Zhejiang Yaohu Automotive Parts Co., Ltd. has partnered with Hangzhou-based Linghe Digital Technology Co., Ltd. to host an AI digital employee launch event and AI Refiner Competition in Wenzhou, marking the next phase of their artificial intelligence implementation. This collaboration targets key operational areas including procurement, quality assurance, and research and development, with applications ranging from supplier discovery and quotation organization to inspection plan creation.
Unlike conventional AI usage focused solely on question-answering or content generation, this initiative aims to embed AI directly into specific job functions and workflow processes, enabling it to assist employees with their daily responsibilities. To date, Zhejiang Yaohu has deployed multiple AI agents across various business divisions, with some already operational and others still undergoing testing and validation. Linghe Digital, established in 2024 as a manufacturing-focused AI digital employee platform provider, is supplying the underlying technology and services for this project.

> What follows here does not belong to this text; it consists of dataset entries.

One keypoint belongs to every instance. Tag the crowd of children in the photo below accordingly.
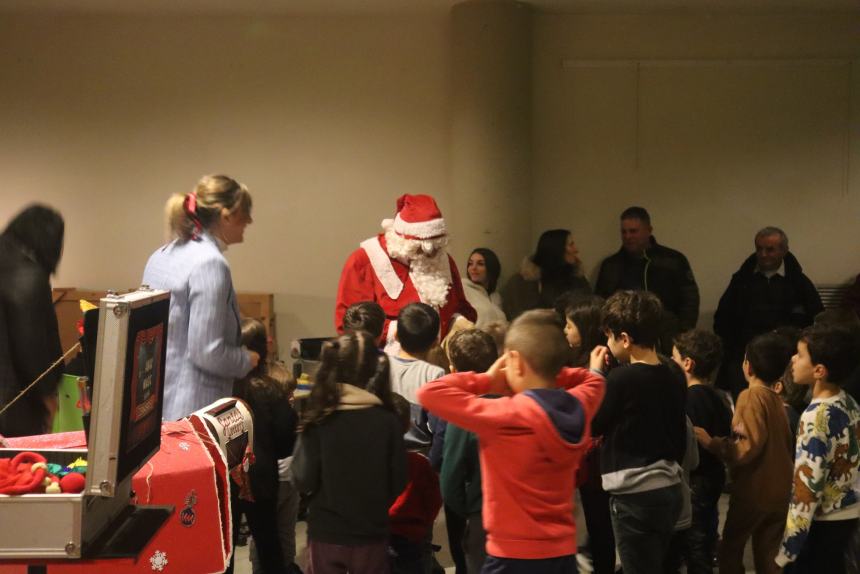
(501, 437)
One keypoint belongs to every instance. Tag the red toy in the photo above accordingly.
(23, 474)
(73, 483)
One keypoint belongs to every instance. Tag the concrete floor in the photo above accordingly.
(243, 566)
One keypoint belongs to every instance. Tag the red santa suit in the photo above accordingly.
(371, 274)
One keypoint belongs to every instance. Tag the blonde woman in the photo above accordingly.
(204, 353)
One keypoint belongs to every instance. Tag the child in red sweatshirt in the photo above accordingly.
(530, 443)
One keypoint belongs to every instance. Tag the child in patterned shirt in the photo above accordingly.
(824, 506)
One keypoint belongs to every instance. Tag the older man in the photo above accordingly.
(643, 265)
(768, 291)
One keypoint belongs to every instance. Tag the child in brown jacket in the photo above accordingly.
(760, 459)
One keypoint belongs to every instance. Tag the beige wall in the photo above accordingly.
(718, 124)
(326, 119)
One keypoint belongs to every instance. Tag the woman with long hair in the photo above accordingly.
(480, 285)
(204, 353)
(30, 250)
(553, 270)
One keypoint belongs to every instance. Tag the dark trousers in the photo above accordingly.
(598, 522)
(675, 554)
(456, 526)
(644, 523)
(326, 558)
(262, 519)
(702, 536)
(475, 543)
(825, 548)
(410, 557)
(559, 565)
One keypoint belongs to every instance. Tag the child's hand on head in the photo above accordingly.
(599, 358)
(498, 376)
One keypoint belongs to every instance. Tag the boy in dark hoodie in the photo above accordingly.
(531, 443)
(644, 430)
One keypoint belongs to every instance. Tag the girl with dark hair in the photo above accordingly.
(350, 459)
(583, 326)
(583, 316)
(274, 436)
(204, 355)
(553, 270)
(482, 276)
(30, 250)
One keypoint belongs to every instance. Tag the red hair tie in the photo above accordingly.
(190, 206)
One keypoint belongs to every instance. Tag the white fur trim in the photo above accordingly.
(392, 345)
(381, 263)
(420, 229)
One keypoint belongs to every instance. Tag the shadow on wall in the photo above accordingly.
(302, 316)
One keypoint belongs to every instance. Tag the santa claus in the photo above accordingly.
(404, 264)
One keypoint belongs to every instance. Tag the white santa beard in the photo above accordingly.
(431, 276)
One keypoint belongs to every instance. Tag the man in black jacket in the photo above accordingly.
(30, 250)
(643, 265)
(768, 291)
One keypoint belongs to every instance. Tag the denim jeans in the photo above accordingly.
(644, 523)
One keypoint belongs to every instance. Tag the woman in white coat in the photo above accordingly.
(482, 276)
(204, 354)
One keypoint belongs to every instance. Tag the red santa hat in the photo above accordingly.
(418, 217)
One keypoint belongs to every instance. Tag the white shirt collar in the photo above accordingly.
(778, 271)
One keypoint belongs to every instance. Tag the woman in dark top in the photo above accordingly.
(30, 249)
(554, 269)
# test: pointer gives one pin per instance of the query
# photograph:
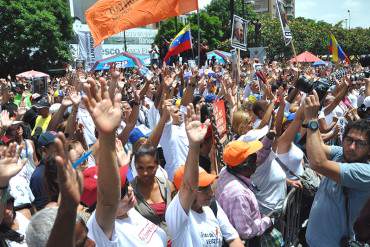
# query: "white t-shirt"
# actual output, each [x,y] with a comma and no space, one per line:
[132,231]
[23,224]
[175,144]
[270,180]
[293,160]
[198,230]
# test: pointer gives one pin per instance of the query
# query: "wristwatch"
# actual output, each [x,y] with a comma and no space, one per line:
[312,125]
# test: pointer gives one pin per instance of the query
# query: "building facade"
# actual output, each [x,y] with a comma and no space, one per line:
[268,6]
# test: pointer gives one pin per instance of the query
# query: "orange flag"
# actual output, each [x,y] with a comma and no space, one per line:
[108,17]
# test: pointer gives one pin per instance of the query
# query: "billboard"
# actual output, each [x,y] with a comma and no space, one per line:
[79,8]
[261,6]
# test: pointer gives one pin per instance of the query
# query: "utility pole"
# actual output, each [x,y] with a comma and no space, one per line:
[349,19]
[231,7]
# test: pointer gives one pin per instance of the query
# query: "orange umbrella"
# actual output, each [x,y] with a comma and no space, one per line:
[32,74]
[306,57]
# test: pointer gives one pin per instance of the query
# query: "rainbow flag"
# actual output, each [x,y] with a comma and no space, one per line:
[337,51]
[180,43]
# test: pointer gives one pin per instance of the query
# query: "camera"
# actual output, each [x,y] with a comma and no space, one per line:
[321,86]
[360,76]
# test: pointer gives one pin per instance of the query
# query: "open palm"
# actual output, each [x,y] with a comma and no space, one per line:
[70,180]
[195,130]
[105,113]
[10,164]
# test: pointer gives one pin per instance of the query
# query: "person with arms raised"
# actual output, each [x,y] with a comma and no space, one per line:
[190,220]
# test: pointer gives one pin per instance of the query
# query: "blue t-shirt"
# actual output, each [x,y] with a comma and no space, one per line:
[327,222]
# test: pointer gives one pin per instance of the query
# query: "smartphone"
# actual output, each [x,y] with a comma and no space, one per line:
[144,71]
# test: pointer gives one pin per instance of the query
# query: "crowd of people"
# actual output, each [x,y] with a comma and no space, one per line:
[116,158]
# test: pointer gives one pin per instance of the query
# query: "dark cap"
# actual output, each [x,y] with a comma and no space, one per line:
[42,103]
[47,138]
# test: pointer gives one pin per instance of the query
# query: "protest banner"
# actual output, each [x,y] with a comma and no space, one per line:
[219,112]
[283,22]
[108,17]
[258,52]
[239,33]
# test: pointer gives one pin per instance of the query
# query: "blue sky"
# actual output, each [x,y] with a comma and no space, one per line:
[331,11]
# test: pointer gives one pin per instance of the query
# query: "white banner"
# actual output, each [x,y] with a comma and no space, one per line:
[239,33]
[86,50]
[284,22]
[258,52]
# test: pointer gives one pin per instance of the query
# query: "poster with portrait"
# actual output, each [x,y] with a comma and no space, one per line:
[239,33]
[287,34]
[40,85]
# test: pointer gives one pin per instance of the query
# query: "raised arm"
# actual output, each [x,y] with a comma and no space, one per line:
[155,136]
[195,131]
[71,122]
[266,118]
[316,150]
[130,125]
[71,185]
[339,97]
[286,139]
[107,116]
[10,165]
[57,118]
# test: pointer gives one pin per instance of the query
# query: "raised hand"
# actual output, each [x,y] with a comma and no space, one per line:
[5,121]
[70,180]
[311,106]
[195,130]
[123,158]
[10,163]
[75,97]
[105,112]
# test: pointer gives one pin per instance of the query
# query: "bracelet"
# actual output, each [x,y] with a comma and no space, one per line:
[5,187]
[4,197]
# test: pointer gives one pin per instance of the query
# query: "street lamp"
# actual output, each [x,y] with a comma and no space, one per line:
[349,19]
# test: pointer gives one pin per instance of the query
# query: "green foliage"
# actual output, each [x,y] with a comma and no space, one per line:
[308,34]
[35,35]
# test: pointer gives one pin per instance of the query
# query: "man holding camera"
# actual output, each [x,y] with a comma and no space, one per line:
[345,187]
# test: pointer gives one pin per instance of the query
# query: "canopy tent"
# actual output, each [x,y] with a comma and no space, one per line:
[122,60]
[31,74]
[306,57]
[319,63]
[221,56]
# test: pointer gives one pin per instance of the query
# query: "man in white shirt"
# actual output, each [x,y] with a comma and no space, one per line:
[189,218]
[174,142]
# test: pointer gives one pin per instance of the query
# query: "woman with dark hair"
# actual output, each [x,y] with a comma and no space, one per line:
[153,193]
[13,226]
[19,184]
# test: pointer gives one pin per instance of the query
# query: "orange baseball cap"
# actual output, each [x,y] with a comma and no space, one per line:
[205,178]
[236,152]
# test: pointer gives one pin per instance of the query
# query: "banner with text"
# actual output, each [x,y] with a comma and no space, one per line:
[284,22]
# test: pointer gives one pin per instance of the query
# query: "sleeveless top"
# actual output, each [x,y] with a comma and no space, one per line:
[146,210]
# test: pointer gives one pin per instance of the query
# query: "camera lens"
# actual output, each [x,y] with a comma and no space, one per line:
[304,84]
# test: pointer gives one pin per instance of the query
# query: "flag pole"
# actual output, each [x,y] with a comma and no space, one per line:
[295,55]
[238,79]
[198,21]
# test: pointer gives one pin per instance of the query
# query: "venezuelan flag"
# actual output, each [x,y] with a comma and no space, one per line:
[180,43]
[337,51]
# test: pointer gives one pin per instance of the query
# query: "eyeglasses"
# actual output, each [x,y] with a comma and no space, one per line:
[205,189]
[359,143]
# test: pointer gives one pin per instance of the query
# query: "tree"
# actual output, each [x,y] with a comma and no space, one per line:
[35,35]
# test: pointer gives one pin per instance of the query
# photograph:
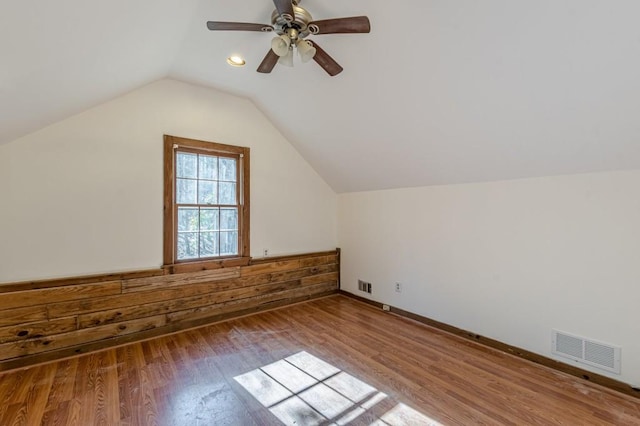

The company reports that its AI adoption has evolved from initial trials in a few departments to broader implementation spanning procurement, quality assurance, sales, research and development, and human resources. From a corporate perspective, the primary objective is cost reduction and operational efficiency, as stated by Chi Ruiwei, Chairman and President of Zhejiang Yaohu, during the launch ceremony. Previously, expanding business volume typically required proportional increases in workforce, but AI now enables the delegation of repetitive tasks such as text compilation, data processing, and format conversion.
Chi emphasized that for manufacturing enterprises, the critical metric is not merely the quantity of AI tools deployed, but rather the tangible problems they solve. Hua Luke, Chief Commercial Officer at Linghe Digital, illustrated this point with an example: some employees use AI to expand 200 characters into 20,000, only for their managers to use AI to condense it back to 200 characters—a cycle that generates no added value. As AI becomes integrated into specific roles, human workers will need to take on more responsibility for judgment, filtering, and quality control. While AI can handle certain work units, the decisions about how to use it and how to evaluate its outputs remain fundamentally human tasks.
Going forward, both companies plan to monitor the deployed agents for usability, sustained adoption, and actual performance metrics before deciding which applications warrant wider rollout. For manufacturing firms, the ultimate benchmark for AI success is not just technical capability, but whether the technology can be genuinely integrated into business operations and consistently deliver measurable value.